Adair told him. “The weather is certain to turn after such a lovely and unexpected day as we had yesterday. We are due for snow, I fear. I will deal with this boy in my own fashion, and I think it better you not be here, Uncle.”
“You cannot kill him,” the duke told her quietly.
“I won’t,” Adair said. “But neither will I be his wife, or let him lord it over me and my estates. I will house him and feed him, but no more. Who was his mother, and how was he raised, Uncle?”
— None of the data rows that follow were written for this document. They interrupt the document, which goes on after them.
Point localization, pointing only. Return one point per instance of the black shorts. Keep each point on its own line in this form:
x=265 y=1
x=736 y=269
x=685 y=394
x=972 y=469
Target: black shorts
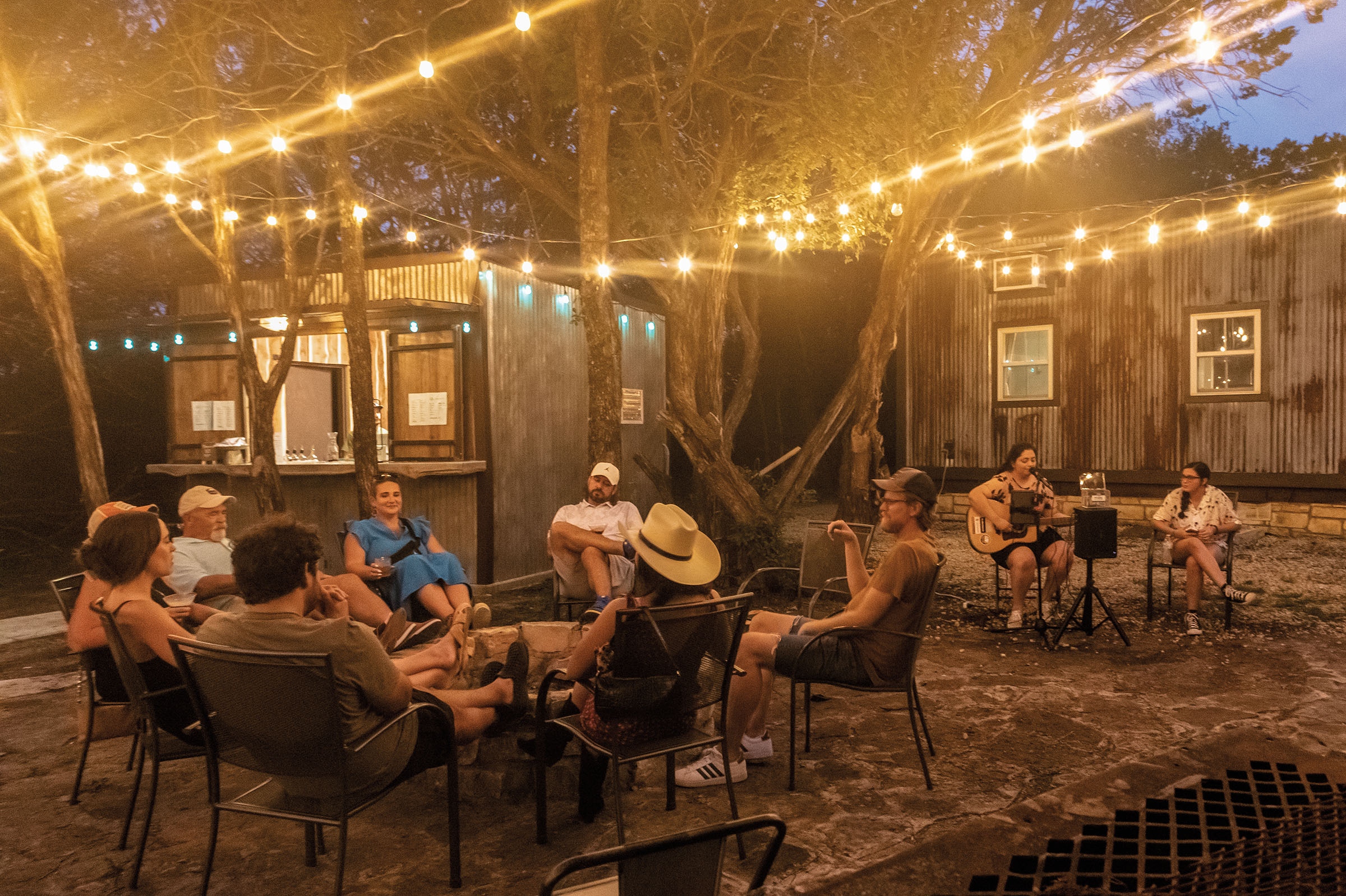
x=831 y=659
x=1047 y=537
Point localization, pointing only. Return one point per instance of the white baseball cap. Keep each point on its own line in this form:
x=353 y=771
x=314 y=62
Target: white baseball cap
x=603 y=469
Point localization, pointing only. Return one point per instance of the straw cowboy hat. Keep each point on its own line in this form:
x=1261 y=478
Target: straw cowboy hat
x=675 y=548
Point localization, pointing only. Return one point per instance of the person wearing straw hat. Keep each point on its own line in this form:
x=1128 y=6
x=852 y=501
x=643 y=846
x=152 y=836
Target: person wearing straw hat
x=675 y=564
x=890 y=599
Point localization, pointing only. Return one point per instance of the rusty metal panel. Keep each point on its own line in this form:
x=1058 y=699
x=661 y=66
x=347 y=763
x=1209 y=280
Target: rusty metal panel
x=1123 y=354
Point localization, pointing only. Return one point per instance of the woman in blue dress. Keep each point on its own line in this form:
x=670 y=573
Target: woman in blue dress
x=431 y=575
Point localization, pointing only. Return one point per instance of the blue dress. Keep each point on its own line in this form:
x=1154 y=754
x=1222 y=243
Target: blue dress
x=409 y=574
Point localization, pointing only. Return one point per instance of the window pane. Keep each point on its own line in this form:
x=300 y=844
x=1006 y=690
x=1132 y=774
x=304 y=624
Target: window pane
x=1225 y=334
x=1026 y=381
x=1029 y=345
x=1225 y=373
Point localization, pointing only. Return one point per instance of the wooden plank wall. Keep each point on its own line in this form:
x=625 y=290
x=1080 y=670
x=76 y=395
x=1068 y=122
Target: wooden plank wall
x=1123 y=353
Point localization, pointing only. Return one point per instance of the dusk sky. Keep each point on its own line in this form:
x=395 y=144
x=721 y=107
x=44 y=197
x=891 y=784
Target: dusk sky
x=1317 y=73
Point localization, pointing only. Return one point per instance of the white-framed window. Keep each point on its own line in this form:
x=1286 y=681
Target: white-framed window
x=1024 y=361
x=1227 y=353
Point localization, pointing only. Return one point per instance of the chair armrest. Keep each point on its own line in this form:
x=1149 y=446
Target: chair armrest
x=744 y=585
x=818 y=594
x=389 y=723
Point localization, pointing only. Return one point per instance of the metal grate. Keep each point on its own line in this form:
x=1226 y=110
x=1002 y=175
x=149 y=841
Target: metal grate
x=1179 y=836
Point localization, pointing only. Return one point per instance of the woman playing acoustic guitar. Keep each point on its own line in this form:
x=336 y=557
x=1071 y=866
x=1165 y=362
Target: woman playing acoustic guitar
x=993 y=500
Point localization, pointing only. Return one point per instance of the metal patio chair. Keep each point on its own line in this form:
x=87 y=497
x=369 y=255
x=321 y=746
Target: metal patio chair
x=822 y=563
x=278 y=713
x=688 y=863
x=909 y=645
x=1154 y=561
x=704 y=639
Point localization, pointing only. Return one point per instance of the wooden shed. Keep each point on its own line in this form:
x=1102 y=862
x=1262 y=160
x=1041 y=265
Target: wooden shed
x=481 y=376
x=1225 y=345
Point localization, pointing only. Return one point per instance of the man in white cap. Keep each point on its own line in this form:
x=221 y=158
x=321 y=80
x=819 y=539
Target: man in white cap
x=586 y=543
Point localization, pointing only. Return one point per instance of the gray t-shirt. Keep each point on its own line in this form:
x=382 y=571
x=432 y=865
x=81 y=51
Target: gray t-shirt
x=361 y=668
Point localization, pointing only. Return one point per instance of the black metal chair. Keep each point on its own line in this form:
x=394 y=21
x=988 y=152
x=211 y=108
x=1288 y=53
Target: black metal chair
x=822 y=563
x=149 y=735
x=907 y=648
x=66 y=591
x=1154 y=563
x=704 y=639
x=278 y=713
x=688 y=863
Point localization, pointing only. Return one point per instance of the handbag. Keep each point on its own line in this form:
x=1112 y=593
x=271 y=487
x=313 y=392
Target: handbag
x=637 y=672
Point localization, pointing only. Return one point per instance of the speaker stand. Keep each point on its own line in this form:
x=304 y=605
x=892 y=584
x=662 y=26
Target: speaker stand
x=1084 y=601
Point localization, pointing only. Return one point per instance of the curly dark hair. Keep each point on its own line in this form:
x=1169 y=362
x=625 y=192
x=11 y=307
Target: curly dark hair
x=273 y=557
x=122 y=547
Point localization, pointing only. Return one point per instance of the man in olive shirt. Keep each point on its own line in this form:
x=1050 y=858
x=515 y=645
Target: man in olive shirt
x=892 y=599
x=276 y=570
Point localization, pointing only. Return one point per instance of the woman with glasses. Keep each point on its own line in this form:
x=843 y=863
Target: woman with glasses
x=1199 y=521
x=425 y=575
“His mother was a girl said to be descended from the house of the great Llywelyn himself. She was a poor orphaned cousin in service to one of Jasper’s wives. She caught his eye, as so many have, and died giving birth to his son. But the Tudor is a decent man, and the boy was raised in his father’s house, treated well and with respect. For some reason that I cannot see, the lad became a favorite of Jasper Tudor’s,” the duke said.
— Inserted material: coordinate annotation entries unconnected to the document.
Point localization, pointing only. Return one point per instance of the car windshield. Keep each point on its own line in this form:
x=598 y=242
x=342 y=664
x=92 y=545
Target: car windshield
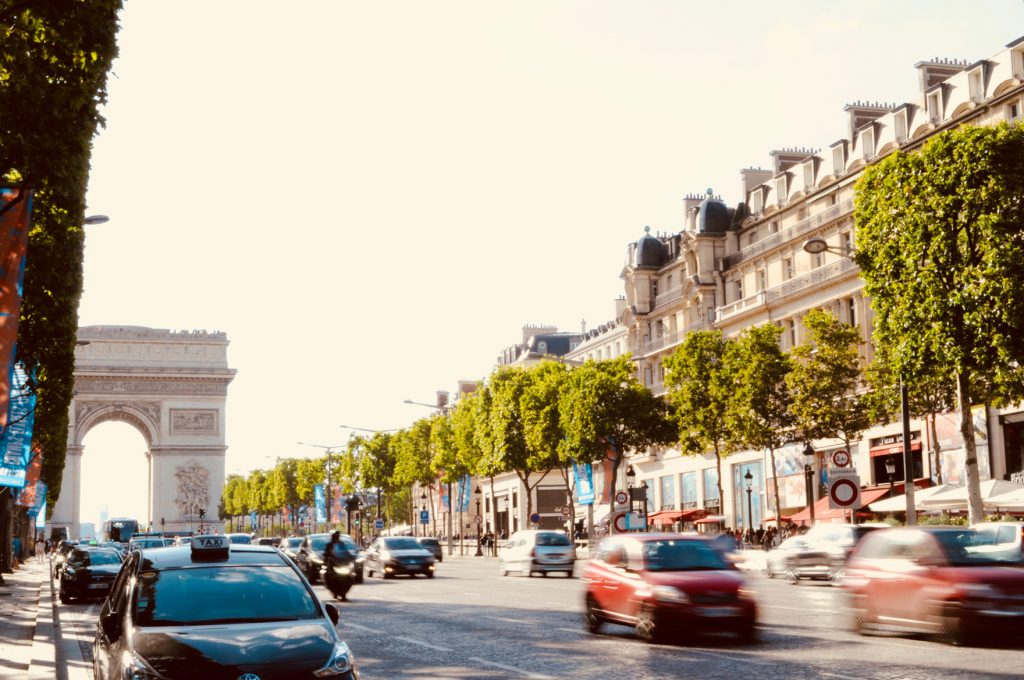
x=552 y=540
x=971 y=548
x=221 y=595
x=681 y=555
x=94 y=557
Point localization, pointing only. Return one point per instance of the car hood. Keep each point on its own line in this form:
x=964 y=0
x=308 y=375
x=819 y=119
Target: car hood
x=696 y=582
x=270 y=650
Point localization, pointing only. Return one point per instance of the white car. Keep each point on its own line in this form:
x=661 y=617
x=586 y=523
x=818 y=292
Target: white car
x=532 y=551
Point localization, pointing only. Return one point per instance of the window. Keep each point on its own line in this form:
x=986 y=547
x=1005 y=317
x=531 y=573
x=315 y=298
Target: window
x=899 y=121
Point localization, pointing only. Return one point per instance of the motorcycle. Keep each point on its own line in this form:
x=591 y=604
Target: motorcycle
x=339 y=575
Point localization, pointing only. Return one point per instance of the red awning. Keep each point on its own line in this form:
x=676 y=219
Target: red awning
x=894 y=449
x=822 y=511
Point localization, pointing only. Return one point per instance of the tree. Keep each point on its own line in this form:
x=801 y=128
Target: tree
x=605 y=412
x=699 y=393
x=941 y=251
x=760 y=413
x=825 y=379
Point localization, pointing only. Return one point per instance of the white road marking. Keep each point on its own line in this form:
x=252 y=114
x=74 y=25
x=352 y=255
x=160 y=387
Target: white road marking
x=421 y=643
x=511 y=669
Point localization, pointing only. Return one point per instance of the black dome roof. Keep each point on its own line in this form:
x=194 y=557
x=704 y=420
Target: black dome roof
x=650 y=252
x=714 y=216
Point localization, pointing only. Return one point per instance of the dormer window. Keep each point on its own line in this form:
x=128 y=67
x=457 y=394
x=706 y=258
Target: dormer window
x=780 y=190
x=899 y=121
x=867 y=142
x=934 y=104
x=839 y=160
x=976 y=84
“He is not worthy of me, Uncle. I was sired on a baron’s daughter by a king. He who called himself my father was an earl. My lineage is better than this boy’s,”
Adair said proudly. “I shall tell him so without hesitation.” She arose from where they were seated. “Give my dearest love to the Lady Anne and little Neddie. If you are home in the spring, and when the snows have gone, I will come and visit you, Uncle,” Adair said, in effect dismissing the Duke of Gloucester.
He stood with an amused smile. “Come and bid me farewell in the courtyard, poppet,” he said, and together they walked from the great hall of the house. Outside the duke called for his men, and they were shortly all mounted. “
Adieu
, poppet,” Richard of Gloucester said, giving her a quick kiss upon her cheek and then mounting his steed.
“
Adieu
, dearest Uncle Dickon,” Adair replied, curtsying prettily to him. Then she watched as the duke and his men departed the courtyard and galloped off down the road leading south to Middleham Castle, the duke’s favorite home. Turning back to the house, Adair took up her daily duties. She was not surprised when Albert came to her as she was totaling up the estate’s accounts.
He stood, respectfully awaiting a sign that he might speak, and then she looked up and nodded to him. “My lady,” he began slowly, carefully. “What are we to do about the young earl?”
“Who?” For a moment Adair looked puzzled.
“Your husband, my lady?” Albert said.
“Oh, him? You are to do nothing. Treat him respectfully, and the servants may follow his simple commands for things like food and drink. But anything else he requires or demands must be brought to me first. You are to carry out no orders that he may give you; nor are any of the other servants. Do not argue with him. Just say,
‘Very good, my lord,’ and then come to me. I mean to return him to the king come spring.”
“My lady, forgive me, but much was heard in the hall last night, and the servants are asking questions I am unable to answer.” Albert looked very uncomfortable, and he was shuffling his feet nervously, something he had never done before.
Adair flushed, but then, drawing a deep breath, she said, “My paternity is not something I ever wished to discuss, Albert, but the duke, and this boy who calls himself my husband, have spoken too freely before all.
Here is the truth of it: John Radcliffe did not sire me on my mother’s body. King Edward did. He desired my mother, and offered him I called Father the earldom in exchange for my mother’s virtue. I was born from the king’s seed and my mother’s loins.”
“My lady!” Poor Albert was now quite red in the face.
“The king acknowledged me as his own child, his blood, and agreed to dower me one day. He declared
that if no son was born to my parents that I should become Countess of Stanton in my own right on John Radcliffe’s death. He who wed one day with me would take the Radcliffe name for his own, and should become Earl of Stanton. That is the whole truth of it, Albert,”
Adair told her majordomo. “Tell the others so they will stop guessing and speculating on it all. But first tell them what I previously told you about the boy FitzTudor. He is an arrogant lad, but if he is made comfortable I believe I can control him easily.”